Deine Ausführungen zu Spiegelhöhe, Schlauchdicke und Schaftlänge sind mir schon klar, aber als Nichtschlauchbootspezialist habe ich gehofft, dass es Boote mit einem stark ausgeprägtem V-Kiel gibt, an die dann doch ein Langschafter passt. Das AWN 360 z.B. hat relativ dicke Schläuche und einen V-Kiel. Der Spiegel ist im Bereich der Motoraufnahme ausgeschnitten, wenn man dieses "Loch" zumacht und etwas erhöht, könnte ich schon auf die erforderliche Spiegellänge kommen und die seitliche Aufnahme an den Schläuchen würde auch fast auf der ganzen Höhe tragen.
Leider ist es ja sehr schwierig, ein aufgebautes Boot zu sehen, um die Stabilität der Aufnahmen abzuschätzen, aber dem Boot, was ich gestern gesehen habe würde ich eine Spiegelerhöhung, jedenfalls für meinen relativ schwachen und leichten Motor, ohne weiteres zutrauen.  

|wavey: Matze


----------



## Gädda fiskare (3. Mai 2006)

*AW: Schlauchboot mit Langschaft-Spiegel*

Moin Katze,

das hört sich ja gut an.
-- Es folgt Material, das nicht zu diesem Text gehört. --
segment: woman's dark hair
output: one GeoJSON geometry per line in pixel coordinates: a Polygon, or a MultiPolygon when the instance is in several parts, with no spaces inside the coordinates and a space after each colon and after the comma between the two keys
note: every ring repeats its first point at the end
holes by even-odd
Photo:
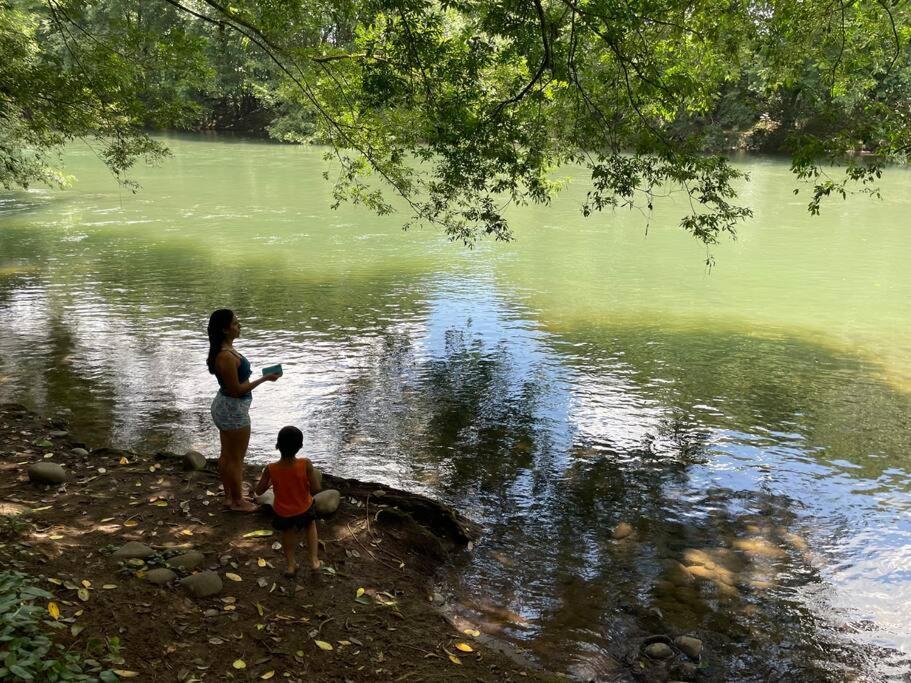
{"type": "Polygon", "coordinates": [[[209,316],[209,327],[206,332],[209,333],[209,355],[206,357],[206,365],[211,374],[215,374],[215,357],[221,351],[221,345],[225,343],[225,330],[231,327],[231,321],[234,320],[234,311],[230,308],[219,308],[209,316]]]}

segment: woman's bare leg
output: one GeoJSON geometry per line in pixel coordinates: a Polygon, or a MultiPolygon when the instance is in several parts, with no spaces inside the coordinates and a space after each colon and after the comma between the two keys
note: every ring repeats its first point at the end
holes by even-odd
{"type": "Polygon", "coordinates": [[[256,505],[243,497],[244,456],[250,443],[250,428],[220,431],[219,435],[218,472],[225,489],[225,505],[238,512],[253,512],[256,505]]]}

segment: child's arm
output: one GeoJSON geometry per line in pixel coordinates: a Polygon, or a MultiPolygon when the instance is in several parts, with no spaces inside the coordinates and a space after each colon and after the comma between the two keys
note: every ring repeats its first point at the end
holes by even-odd
{"type": "Polygon", "coordinates": [[[259,478],[259,481],[256,483],[256,488],[253,489],[253,493],[257,496],[263,495],[266,491],[269,490],[269,486],[272,485],[272,480],[269,478],[269,468],[263,468],[262,476],[259,478]]]}
{"type": "Polygon", "coordinates": [[[320,492],[319,477],[316,476],[316,470],[313,469],[313,463],[307,459],[307,479],[310,480],[310,495],[316,495],[320,492]]]}

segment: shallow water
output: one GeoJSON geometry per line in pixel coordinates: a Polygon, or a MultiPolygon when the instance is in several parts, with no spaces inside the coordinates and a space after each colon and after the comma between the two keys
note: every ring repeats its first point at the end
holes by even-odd
{"type": "Polygon", "coordinates": [[[466,624],[606,680],[643,633],[699,635],[724,680],[911,671],[907,171],[811,218],[786,165],[743,160],[756,215],[707,272],[673,200],[646,231],[571,185],[468,251],[331,211],[320,150],[171,145],[136,195],[76,148],[72,189],[0,194],[0,400],[214,456],[227,305],[286,373],[251,457],[293,423],[326,469],[484,525],[447,577],[466,624]]]}

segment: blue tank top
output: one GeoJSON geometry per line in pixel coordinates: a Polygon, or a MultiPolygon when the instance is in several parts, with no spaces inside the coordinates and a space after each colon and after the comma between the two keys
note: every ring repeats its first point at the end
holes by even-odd
{"type": "MultiPolygon", "coordinates": [[[[234,353],[237,353],[237,351],[234,353]]],[[[253,368],[250,367],[250,361],[247,360],[246,356],[240,353],[237,353],[237,355],[240,356],[240,365],[237,366],[237,382],[238,384],[243,384],[248,379],[250,379],[250,375],[253,374],[253,368]]],[[[221,376],[218,373],[215,373],[215,379],[218,380],[218,386],[221,387],[219,391],[227,396],[227,394],[225,394],[224,382],[221,381],[221,376]]],[[[248,396],[252,396],[249,391],[246,394],[242,394],[238,398],[247,398],[248,396]]]]}

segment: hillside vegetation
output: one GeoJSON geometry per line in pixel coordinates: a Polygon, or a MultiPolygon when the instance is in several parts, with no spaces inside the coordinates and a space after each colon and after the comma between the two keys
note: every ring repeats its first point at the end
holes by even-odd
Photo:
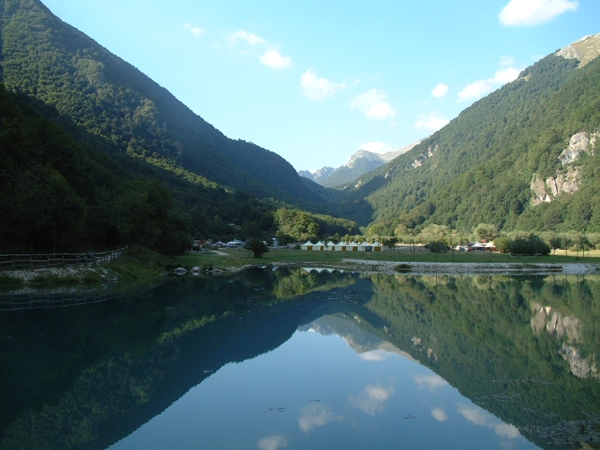
{"type": "MultiPolygon", "coordinates": [[[[231,140],[38,0],[0,1],[2,81],[113,149],[182,177],[261,197],[318,201],[279,155],[231,140]]],[[[307,202],[308,203],[308,202],[307,202]]]]}
{"type": "Polygon", "coordinates": [[[281,207],[326,209],[283,158],[226,138],[39,1],[0,0],[0,31],[0,252],[176,254],[273,237],[281,207]]]}
{"type": "Polygon", "coordinates": [[[390,236],[434,223],[600,231],[600,59],[578,64],[550,55],[526,69],[346,189],[343,213],[390,236]],[[588,144],[569,159],[563,152],[578,134],[588,144]]]}

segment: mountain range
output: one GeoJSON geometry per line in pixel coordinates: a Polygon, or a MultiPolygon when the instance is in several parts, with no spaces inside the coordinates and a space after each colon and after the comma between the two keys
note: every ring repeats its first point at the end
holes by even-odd
{"type": "Polygon", "coordinates": [[[324,187],[345,188],[350,183],[356,181],[361,175],[383,166],[420,143],[421,141],[417,141],[398,150],[382,154],[361,149],[352,154],[350,159],[340,167],[322,167],[312,172],[309,170],[299,170],[298,175],[308,178],[324,187]]]}
{"type": "Polygon", "coordinates": [[[598,54],[600,35],[582,38],[410,148],[299,176],[39,0],[0,0],[0,247],[176,253],[192,238],[285,234],[292,210],[294,236],[315,238],[357,225],[600,232],[598,54]]]}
Welchen Tender hast Du denn? Wie lange braucht man für den Auf- und Abbau? Hat man bei denen auch die Möglichkeit, irgendwo im Umkreis von ca. 200 km um Braunschweig mal ein Boot anzuschauen, die Hotline ist leider dauerbesetzt.

|wavey: Matze


----------



## angie2000 (21. September 2008)

*AW: Schlauchboot mit Langschaft-Spiegel*

Hallo Matze 
sind von Bombard Booten begeistert sind nicht billig aber Super auch in kleiner,.
Gruss und Petri Angie


----------